To open a book about being a gay Catholic priest unjustly tried for child abuse with the above paragraph may be a touch unwise. Perhaps Bernard Lynch is trying to be up-front; perhaps he is just trying to be funny. After all, lots of little boys get caught with their trousers down. But in using this potent image Lynch runs the risk of adding fuel to the fire of the homophobic.
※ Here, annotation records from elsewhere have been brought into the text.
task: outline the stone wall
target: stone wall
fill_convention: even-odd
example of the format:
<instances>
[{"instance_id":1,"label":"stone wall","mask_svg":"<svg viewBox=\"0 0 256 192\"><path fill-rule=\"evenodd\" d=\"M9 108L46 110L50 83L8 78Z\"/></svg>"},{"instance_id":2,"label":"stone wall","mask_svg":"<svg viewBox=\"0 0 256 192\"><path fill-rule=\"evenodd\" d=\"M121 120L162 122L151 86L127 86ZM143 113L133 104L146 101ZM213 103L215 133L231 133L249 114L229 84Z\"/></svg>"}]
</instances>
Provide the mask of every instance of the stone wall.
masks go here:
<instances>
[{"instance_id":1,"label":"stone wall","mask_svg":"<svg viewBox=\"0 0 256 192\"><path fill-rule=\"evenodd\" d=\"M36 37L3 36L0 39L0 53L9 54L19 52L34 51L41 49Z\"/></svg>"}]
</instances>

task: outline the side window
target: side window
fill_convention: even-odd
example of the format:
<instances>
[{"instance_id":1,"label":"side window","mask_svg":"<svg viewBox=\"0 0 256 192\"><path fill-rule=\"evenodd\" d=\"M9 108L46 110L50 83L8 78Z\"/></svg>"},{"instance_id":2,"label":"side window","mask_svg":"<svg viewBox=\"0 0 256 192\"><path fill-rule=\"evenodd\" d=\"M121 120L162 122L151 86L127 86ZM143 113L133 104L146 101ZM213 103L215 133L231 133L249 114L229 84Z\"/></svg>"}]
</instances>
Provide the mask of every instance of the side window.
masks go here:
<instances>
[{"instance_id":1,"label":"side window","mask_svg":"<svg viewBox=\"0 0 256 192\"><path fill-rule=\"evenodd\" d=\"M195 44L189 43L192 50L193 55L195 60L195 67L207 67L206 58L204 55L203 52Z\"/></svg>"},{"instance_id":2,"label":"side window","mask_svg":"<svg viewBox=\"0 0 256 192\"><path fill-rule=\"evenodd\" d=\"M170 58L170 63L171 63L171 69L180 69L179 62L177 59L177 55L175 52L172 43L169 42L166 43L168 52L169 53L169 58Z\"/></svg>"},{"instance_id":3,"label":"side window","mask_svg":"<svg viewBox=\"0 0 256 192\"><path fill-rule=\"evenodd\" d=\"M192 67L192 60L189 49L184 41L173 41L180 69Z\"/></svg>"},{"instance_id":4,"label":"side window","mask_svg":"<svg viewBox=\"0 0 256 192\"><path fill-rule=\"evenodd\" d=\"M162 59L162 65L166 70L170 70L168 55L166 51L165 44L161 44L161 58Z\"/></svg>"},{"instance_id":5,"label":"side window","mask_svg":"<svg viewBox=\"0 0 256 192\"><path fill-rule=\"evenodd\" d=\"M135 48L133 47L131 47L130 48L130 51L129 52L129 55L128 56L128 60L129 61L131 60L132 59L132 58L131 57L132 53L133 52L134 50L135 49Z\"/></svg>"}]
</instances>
The rest of the book is surprisingly devoid of images, potent or otherwise. Since 1977, Bernard Lynch has been working among the gay community in New York, whose members were - and apparently still are - forbidden to worship on Catholic Church property. During the 1980s, Lynch's ministry for PWAs (People With Aids) brought him into open conflict with the church. There followed a relentless campaign to get him removed from his teaching post at a boys' school, and his false indictment on charges of child abuse.
The blurb on the book jacket claims that Lynch was then subjected to a trial reminiscent of scenes in The Bonfire of the Vanities. But I found reading A Priest on Trial rather like being told a long story in a pub. It is interesting, but you feel that you're missing bits, and when the narrator gets to the end you are still left with one or two big questions. For instance, what was Bernard Lynch's emotional, rather than factual, version of the events? Didn't he ever want to punch the FBI agent or the prosecutor, or stand up in court and scream, this is not fair, this is not just? Didn't he ever lose his cool? Bernard Lynch is clearly a man of considerable dignity and composure, but it is hard to believe that the inevitable moments of excruciating pain and darkness were not worth describing in a little more detail.
Still, there are moments with enormous impact, more usually when Lynch describes not his own pain, but the pain of those with Aids. But on the whole the prose is scantily clad, and the first half of the book is written in an episodic fashion with little regard for order and sequence. In the chapters on Lynch's early life, whole years pass unmentioned, or are leapfrogged only to be returned to when deemed relevant. In several places Lynch jumps from one event to another within one paragraph, which is a little like driving into a brick wall on an apparently straight road.
Still, Bernard Lynch is a brave man and his book should be read, if only because his exemplary integrity in the face of false allegations is testimony to the occasional triumph of truth over evil. Bernard Lynch may not have written a great book, but he has borne witness to a great and enduring faith. And that shines from the pages of A Priest on Trial.